Tuesday, January 08, 2008

Mixed messenger

George Walker Bush gave a speech yesterday at the Union League Club in Chicago. That, of course, is a club where it's been a tradition that no one of my ethnic background would have been allowed to join. Of course I have as much interest in applying as I do in furthering the economic rape of the United States by Mr. Bush's clients, but I digress. The revelation here is not that Bush feels at home in restricted men's clubs but that he's made a long overdue admission, carefully disguised as optimism, that the economy stands on foundations of Jello.

"We can't take growth for granted"
is as close to an admission of the rising doo-doo level as I've heard him make. Rising unemployment, plunging housing markets and the struggling Dollar were were tangentially touched upon by saying
“recent economic indicators have become increasingly mixed.”
I've never served on a Submarine, but I've seen enough movies to have an idea that when the klaxon blows it doesn't indicate a mixed message; something is heading downward very soon and I'm sure that isn't a violin I'm hearing.
“Many Americans are anxious about the economy,”
says the decider who seems as yet undecided as to whether to openly acknowledge that we have a problem for fear that someone might notice that he caused it. We will probably have to wait until what I will celebrate as his last State of the Union Address later this month to know whether he intends to ignore the invisible hand of the market and try to stimulate the economy, whether he intends to run out the clock, or whether he will just do the Bush thing and push for another regressive tax cut.
“People said, ‘Are you optimistic?’ I said, ‘Absolutely, absolutely optimistic. Do I recognize the reality of the situation? You bet I do.”
Said Bush to his base. I'll bet he does too but you'll have to give me a billion to one odds.
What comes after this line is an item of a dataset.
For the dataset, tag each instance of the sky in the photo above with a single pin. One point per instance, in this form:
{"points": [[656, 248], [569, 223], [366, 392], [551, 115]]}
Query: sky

The Democratic response, according to The New York Times will likely resemble "a $500 across-the-board rebate, possibly to be returned to taxpayers in their paychecks through the payroll tax system, as well as a plan to restore the $1,000 per child tax credit to many low-income families that currently do not qualify for it." Who knows if that will help slow the downward momentum but it may help restore optimism outside the Bush bubble.